Estuantes do Plano Nacional de Formação de Professores da Educação Básica (Parfor), da Ufac em Santa Rosa do Purus (AC), no âmbito da disciplina Oficina Pedagógica: Leitura e Escrita na Escola, lançaram o livro “Tecendo Leituras: Contos e Caminhos para o Letramento Literário”. O evento ocorreu no sábado, 18, no município, reunindo professores, gestores, autoridades locais, familiares dos alunos e a representante do Parfor na ocasião, professora Grace Gotelip.

A obra foi organizada pela professora Emilly Ganum Areal e sua reprodução foi viabilizada com o apoio da Pró-Reitoria de Graduação (Prograd), por meio da Diretoria de Apoio à Interiorização e Programas Especiais (Dainpes). Segundo ela e os envolvidos no processo criativo, a iniciativa representa um marco para o Parfor da Ufac por resultar diretamente de uma disciplina do curso de graduação e reunir, pela primeira vez, textos literários de autores de Santa Rosa do Purus.
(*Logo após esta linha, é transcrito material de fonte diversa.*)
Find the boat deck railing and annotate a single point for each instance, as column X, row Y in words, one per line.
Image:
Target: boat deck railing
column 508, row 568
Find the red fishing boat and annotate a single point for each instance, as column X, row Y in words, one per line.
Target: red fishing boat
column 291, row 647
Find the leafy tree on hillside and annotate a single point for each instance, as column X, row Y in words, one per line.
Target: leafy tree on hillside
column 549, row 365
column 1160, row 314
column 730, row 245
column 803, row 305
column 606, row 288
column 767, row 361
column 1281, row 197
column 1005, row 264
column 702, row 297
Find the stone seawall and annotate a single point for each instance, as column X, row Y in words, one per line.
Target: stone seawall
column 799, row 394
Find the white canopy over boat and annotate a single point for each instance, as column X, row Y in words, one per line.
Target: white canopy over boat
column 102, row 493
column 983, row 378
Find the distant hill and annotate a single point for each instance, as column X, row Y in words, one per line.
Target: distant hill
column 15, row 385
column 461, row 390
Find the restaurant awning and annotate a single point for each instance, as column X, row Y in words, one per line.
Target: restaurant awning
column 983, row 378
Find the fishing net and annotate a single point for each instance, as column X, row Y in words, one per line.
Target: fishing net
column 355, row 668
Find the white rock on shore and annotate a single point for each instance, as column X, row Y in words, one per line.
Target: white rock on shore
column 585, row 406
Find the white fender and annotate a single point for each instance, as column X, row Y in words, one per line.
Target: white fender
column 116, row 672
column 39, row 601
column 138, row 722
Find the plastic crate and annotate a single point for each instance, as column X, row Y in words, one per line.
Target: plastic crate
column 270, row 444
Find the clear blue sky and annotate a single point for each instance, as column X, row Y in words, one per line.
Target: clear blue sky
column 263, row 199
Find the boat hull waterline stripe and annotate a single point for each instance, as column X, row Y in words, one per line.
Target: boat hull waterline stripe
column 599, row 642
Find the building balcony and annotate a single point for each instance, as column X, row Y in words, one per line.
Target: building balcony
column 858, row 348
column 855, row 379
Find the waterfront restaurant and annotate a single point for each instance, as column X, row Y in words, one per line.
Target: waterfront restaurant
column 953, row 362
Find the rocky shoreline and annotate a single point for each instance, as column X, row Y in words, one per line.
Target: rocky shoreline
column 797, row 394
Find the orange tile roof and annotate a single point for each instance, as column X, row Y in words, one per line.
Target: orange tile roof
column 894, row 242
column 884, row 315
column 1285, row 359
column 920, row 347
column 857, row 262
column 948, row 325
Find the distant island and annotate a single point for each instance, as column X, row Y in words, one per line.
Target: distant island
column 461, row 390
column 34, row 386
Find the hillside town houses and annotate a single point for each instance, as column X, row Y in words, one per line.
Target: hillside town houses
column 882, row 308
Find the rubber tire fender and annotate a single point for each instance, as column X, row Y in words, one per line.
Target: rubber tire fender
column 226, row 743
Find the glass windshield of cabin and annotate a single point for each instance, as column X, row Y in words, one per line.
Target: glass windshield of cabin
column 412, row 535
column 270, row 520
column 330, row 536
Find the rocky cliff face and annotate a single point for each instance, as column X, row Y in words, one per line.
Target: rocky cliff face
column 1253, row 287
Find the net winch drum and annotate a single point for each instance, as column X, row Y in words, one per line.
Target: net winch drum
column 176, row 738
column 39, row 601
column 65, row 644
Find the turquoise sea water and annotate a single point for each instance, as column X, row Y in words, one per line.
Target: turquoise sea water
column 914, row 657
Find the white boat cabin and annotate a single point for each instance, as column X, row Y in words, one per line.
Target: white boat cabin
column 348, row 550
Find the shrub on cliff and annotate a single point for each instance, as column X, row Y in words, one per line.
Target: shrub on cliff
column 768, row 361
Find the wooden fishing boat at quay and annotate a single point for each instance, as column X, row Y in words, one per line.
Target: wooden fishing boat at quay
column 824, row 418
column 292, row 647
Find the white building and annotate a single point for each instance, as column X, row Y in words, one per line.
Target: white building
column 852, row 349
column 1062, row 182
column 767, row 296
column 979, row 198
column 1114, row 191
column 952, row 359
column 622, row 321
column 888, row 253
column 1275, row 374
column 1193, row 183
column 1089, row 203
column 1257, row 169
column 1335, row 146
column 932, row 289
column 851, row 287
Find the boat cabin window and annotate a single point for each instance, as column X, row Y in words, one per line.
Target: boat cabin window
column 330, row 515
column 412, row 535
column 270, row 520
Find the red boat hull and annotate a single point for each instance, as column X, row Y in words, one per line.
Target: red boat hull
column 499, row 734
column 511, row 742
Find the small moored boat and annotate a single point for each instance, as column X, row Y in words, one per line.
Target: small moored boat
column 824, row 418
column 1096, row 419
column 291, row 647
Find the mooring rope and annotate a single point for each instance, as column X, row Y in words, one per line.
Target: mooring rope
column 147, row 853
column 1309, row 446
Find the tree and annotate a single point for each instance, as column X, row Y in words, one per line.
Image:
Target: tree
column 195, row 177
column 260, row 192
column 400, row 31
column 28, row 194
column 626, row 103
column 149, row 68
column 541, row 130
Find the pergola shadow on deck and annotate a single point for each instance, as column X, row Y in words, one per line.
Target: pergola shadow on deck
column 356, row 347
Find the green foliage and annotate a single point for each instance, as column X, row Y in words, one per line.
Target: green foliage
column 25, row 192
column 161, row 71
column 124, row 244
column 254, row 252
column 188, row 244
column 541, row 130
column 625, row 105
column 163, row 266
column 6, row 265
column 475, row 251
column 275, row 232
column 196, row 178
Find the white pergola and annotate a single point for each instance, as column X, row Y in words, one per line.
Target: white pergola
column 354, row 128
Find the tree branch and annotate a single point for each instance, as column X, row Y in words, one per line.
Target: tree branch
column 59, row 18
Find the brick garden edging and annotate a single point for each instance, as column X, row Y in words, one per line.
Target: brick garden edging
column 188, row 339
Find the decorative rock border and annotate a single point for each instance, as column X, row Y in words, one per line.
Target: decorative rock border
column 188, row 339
Além disso, agradeceram à Ufac, por meio da Prograd e da Dainpes, pelo apoio na concretização do projeto, o qual, para eles, deixa um legado no munícipio, incentiva a produção literária regional e reafirma o compromisso da universidade com a interiorização do ensino superior e com o desenvolvimento social através da educação.